On January 1, 1979, the Chinese Government officially adopted the pinyin system for spelling Chinese names and places in Roman letters. A system of Romanization invented by the Chinese, pinyin has long been widely used in China on street and commercial signs as well as in elementary Chinese textbooks as an aid in learning Chinese characters. Variations of pinyin also are used as the written forms of several minority languages.

Pinyin has now replaced other conventional spellings in China's English-language publications. The U.S. Government also has adopted the pinyin system for all names and places in China. For example, the capital of China is now generally spelled "Beijing" rather than "Peking."

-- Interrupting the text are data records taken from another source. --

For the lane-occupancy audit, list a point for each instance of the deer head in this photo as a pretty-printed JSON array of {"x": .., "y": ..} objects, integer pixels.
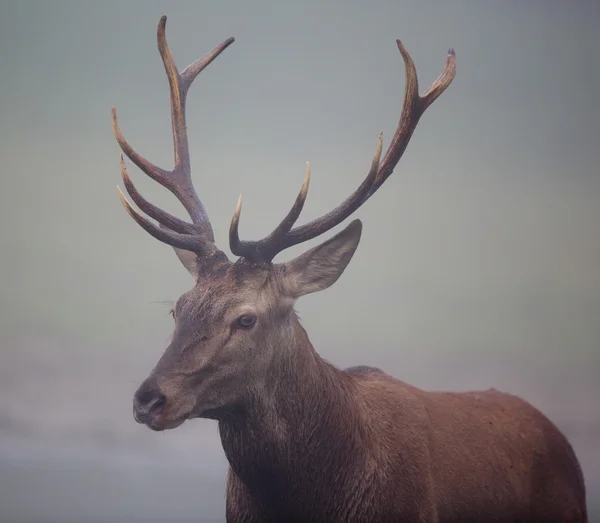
[{"x": 238, "y": 315}]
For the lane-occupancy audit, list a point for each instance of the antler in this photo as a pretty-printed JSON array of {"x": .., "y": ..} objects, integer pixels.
[
  {"x": 284, "y": 236},
  {"x": 196, "y": 236}
]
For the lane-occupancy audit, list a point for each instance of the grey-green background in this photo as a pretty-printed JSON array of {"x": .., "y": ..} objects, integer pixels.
[{"x": 480, "y": 259}]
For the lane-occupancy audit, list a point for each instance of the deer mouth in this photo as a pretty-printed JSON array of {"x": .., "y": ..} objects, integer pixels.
[{"x": 158, "y": 425}]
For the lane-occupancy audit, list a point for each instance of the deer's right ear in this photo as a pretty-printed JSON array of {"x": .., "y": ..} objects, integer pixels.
[
  {"x": 320, "y": 267},
  {"x": 188, "y": 259}
]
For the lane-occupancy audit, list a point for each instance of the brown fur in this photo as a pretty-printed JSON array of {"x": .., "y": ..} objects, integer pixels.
[
  {"x": 362, "y": 446},
  {"x": 307, "y": 442}
]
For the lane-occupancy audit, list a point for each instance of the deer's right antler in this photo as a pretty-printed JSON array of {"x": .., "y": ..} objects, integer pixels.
[{"x": 196, "y": 236}]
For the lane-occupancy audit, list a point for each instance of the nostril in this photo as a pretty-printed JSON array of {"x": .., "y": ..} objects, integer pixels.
[
  {"x": 156, "y": 403},
  {"x": 148, "y": 401}
]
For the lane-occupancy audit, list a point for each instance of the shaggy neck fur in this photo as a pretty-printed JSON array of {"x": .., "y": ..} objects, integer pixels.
[{"x": 280, "y": 442}]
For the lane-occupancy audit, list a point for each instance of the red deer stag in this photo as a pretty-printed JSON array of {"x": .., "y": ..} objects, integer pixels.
[{"x": 306, "y": 441}]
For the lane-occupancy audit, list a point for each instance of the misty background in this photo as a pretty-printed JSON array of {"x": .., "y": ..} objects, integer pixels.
[{"x": 479, "y": 263}]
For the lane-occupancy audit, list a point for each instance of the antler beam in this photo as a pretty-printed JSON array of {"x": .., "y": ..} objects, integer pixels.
[
  {"x": 196, "y": 236},
  {"x": 412, "y": 109}
]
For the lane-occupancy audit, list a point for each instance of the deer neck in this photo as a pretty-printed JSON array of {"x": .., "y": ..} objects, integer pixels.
[{"x": 299, "y": 427}]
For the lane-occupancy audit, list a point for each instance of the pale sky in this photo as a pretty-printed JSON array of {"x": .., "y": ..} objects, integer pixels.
[{"x": 479, "y": 263}]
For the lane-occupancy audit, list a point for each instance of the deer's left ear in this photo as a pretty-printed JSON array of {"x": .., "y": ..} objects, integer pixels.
[{"x": 321, "y": 266}]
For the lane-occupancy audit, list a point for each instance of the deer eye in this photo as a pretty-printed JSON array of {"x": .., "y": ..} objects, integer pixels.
[{"x": 246, "y": 321}]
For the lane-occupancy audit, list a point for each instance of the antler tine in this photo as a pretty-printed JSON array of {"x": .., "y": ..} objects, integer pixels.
[
  {"x": 412, "y": 109},
  {"x": 258, "y": 251},
  {"x": 162, "y": 217},
  {"x": 178, "y": 180}
]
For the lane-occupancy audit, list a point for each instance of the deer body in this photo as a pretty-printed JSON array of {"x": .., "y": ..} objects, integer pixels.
[
  {"x": 307, "y": 442},
  {"x": 359, "y": 445}
]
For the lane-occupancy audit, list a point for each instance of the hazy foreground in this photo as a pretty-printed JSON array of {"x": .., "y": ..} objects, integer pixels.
[{"x": 479, "y": 264}]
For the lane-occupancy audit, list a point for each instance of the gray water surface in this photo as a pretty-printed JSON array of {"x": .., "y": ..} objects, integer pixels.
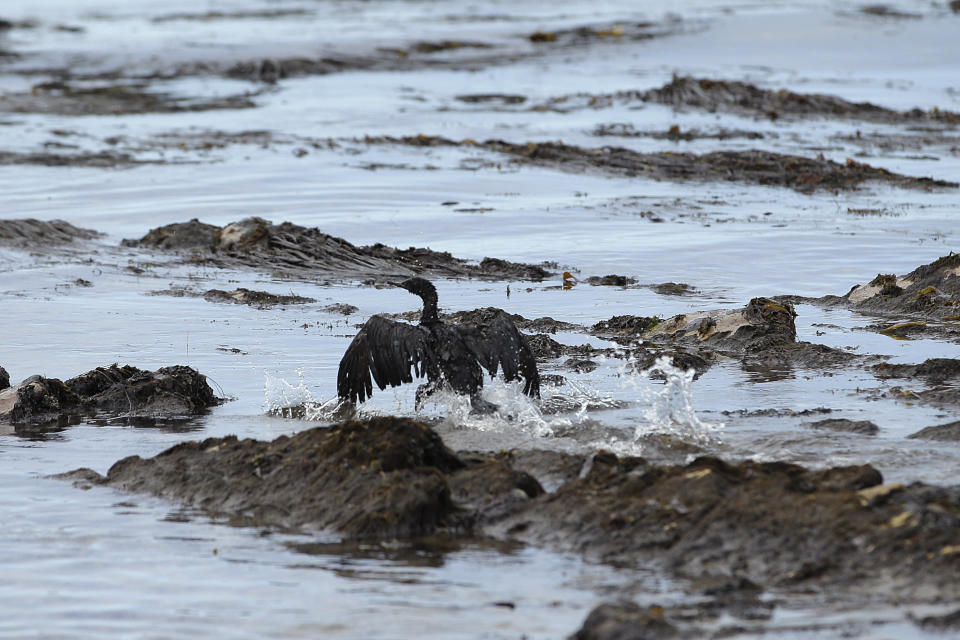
[{"x": 98, "y": 563}]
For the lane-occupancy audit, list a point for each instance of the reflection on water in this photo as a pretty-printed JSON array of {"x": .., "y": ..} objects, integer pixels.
[{"x": 97, "y": 563}]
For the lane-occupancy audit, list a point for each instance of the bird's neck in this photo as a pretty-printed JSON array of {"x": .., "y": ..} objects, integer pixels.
[{"x": 429, "y": 315}]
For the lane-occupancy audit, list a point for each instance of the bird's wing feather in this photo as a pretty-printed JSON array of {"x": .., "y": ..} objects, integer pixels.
[
  {"x": 387, "y": 351},
  {"x": 498, "y": 344}
]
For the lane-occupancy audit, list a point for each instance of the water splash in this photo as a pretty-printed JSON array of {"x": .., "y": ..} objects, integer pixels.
[
  {"x": 669, "y": 408},
  {"x": 296, "y": 401},
  {"x": 515, "y": 410}
]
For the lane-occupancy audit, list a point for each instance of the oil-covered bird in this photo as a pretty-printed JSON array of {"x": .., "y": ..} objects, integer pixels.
[{"x": 449, "y": 355}]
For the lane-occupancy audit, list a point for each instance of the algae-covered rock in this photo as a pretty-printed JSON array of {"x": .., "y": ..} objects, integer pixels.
[
  {"x": 931, "y": 291},
  {"x": 384, "y": 478},
  {"x": 290, "y": 249},
  {"x": 949, "y": 432},
  {"x": 116, "y": 391}
]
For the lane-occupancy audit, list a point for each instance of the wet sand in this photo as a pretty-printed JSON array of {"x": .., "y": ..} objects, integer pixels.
[{"x": 773, "y": 214}]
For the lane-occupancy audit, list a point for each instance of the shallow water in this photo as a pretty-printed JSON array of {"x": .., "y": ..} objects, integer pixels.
[{"x": 99, "y": 563}]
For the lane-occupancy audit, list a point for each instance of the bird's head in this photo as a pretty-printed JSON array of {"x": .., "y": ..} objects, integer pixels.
[{"x": 419, "y": 286}]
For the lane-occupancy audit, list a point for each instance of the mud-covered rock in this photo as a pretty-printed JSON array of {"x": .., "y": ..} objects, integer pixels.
[
  {"x": 65, "y": 98},
  {"x": 744, "y": 98},
  {"x": 755, "y": 166},
  {"x": 761, "y": 524},
  {"x": 646, "y": 359},
  {"x": 385, "y": 478},
  {"x": 626, "y": 325},
  {"x": 292, "y": 250},
  {"x": 119, "y": 391},
  {"x": 626, "y": 621},
  {"x": 931, "y": 291},
  {"x": 771, "y": 523},
  {"x": 38, "y": 400},
  {"x": 259, "y": 299},
  {"x": 611, "y": 280},
  {"x": 545, "y": 324},
  {"x": 761, "y": 324},
  {"x": 863, "y": 427},
  {"x": 949, "y": 432},
  {"x": 169, "y": 391},
  {"x": 932, "y": 370},
  {"x": 673, "y": 289},
  {"x": 32, "y": 232},
  {"x": 241, "y": 295}
]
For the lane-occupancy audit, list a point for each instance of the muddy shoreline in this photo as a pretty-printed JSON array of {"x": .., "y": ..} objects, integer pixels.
[{"x": 730, "y": 530}]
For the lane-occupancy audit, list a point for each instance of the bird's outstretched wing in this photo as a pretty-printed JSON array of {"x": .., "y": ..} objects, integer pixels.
[
  {"x": 498, "y": 344},
  {"x": 387, "y": 350}
]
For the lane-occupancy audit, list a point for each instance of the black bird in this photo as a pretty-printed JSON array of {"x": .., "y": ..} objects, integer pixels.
[{"x": 450, "y": 356}]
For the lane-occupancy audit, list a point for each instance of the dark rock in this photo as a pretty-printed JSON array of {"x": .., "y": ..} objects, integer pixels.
[
  {"x": 933, "y": 370},
  {"x": 544, "y": 347},
  {"x": 762, "y": 524},
  {"x": 756, "y": 166},
  {"x": 307, "y": 252},
  {"x": 580, "y": 365},
  {"x": 626, "y": 324},
  {"x": 674, "y": 289},
  {"x": 625, "y": 621},
  {"x": 761, "y": 325},
  {"x": 38, "y": 400},
  {"x": 340, "y": 307},
  {"x": 179, "y": 237},
  {"x": 611, "y": 281},
  {"x": 381, "y": 479},
  {"x": 744, "y": 98},
  {"x": 31, "y": 232},
  {"x": 646, "y": 358},
  {"x": 123, "y": 391},
  {"x": 931, "y": 291},
  {"x": 73, "y": 99},
  {"x": 501, "y": 98},
  {"x": 949, "y": 432},
  {"x": 947, "y": 621},
  {"x": 864, "y": 427},
  {"x": 168, "y": 391},
  {"x": 259, "y": 299}
]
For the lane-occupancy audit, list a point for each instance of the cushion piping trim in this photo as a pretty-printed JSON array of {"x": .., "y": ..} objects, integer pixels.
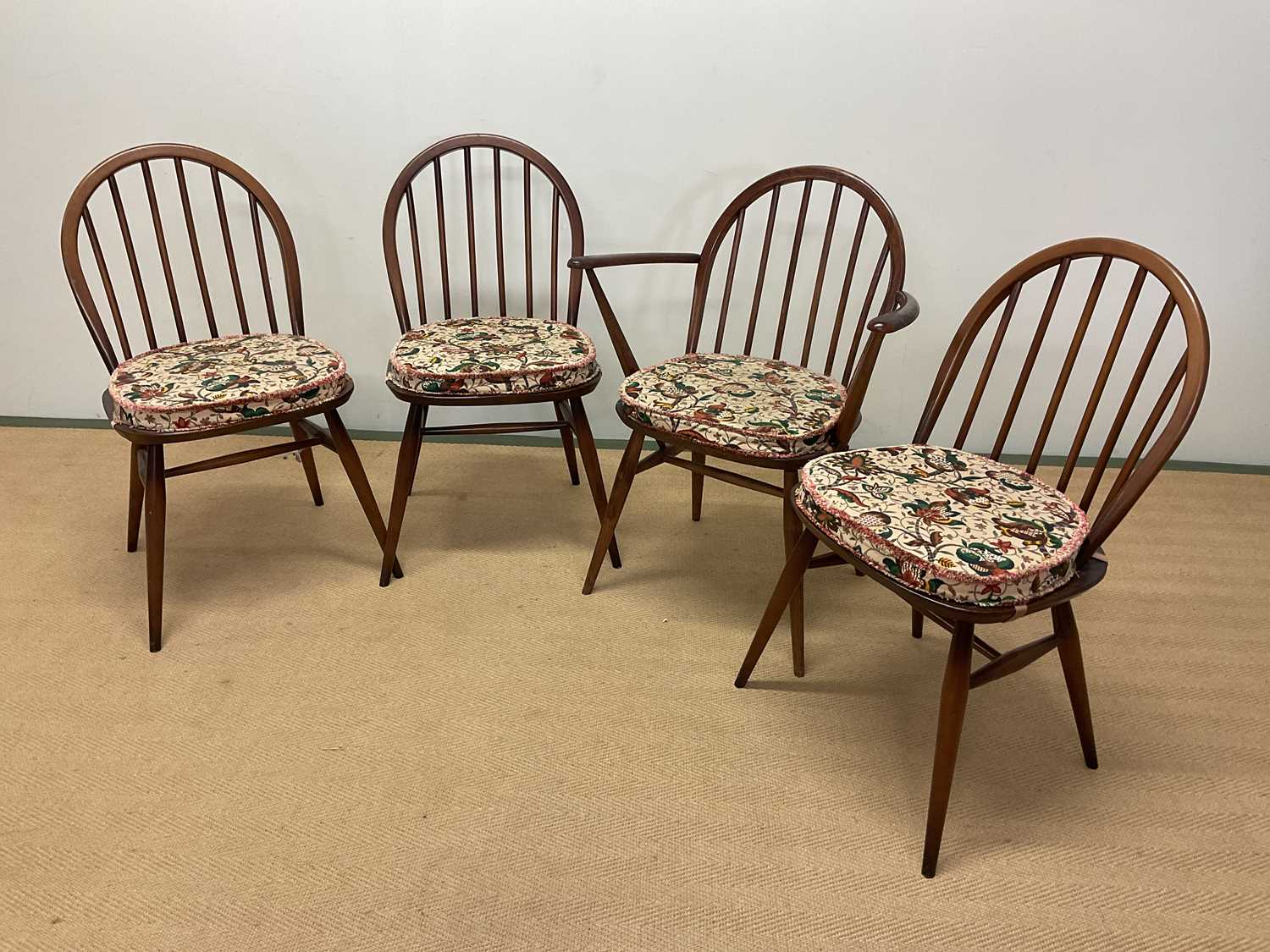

Religion plays a significant part in the life of many Chinese. Buddhism is most widely practiced, with an estimated 100 million adherents. Traditional Daoism also is practiced. Official figures indicate there are 20 million Muslims, 5 million Catholics, and 15 million Protestants; unofficial estimates are much higher. While the Chinese constitution affirms religious toleration, the Chinese Government places restrictions on religious practice outside officially recognized organizations. Only two Christian organizations - a Catholic church without official ties to Rome and the "Three-Self-Patriotic" Protestant church - are sanctioned by the Chinese Government. Unauthorized churches have sprung up in many parts of the country and unofficial religious practice is flourishing. In some regions authorities have tried to control activities of these unregistered churches. In other regions, registered and unregistered groups are treated similarly by authorities and congregations worship in both types of churches. Most Chinese Catholic bishops are recognized by the Pope, and official priests have Vatican approval to administer all the sacraments.

Population Policy

With a population officially just over 1.3 billion [but unofficially somewhat higher] and an estimated growth rate of about 0.6%, China is very concerned about its population growth and has attempted with mixed results to implement a strict birth limitation policy. China’s 2002 Population and Family Planning Law and policy permit one child per family, with allowance for a second child under certain circumstances, especially in rural areas, and with guidelines looser for ethnic minorities with small populations. Enforcement varies, and relies partly on "social compensation fees" to discourage extra births.

Officially government policy opposes forced abortion or sterilization, but forced abortion still occurs.

The government's goal is to stabilize the population in the first half of the 21st century, and current projections are that the population will peak at around 1.6 billion by 2050.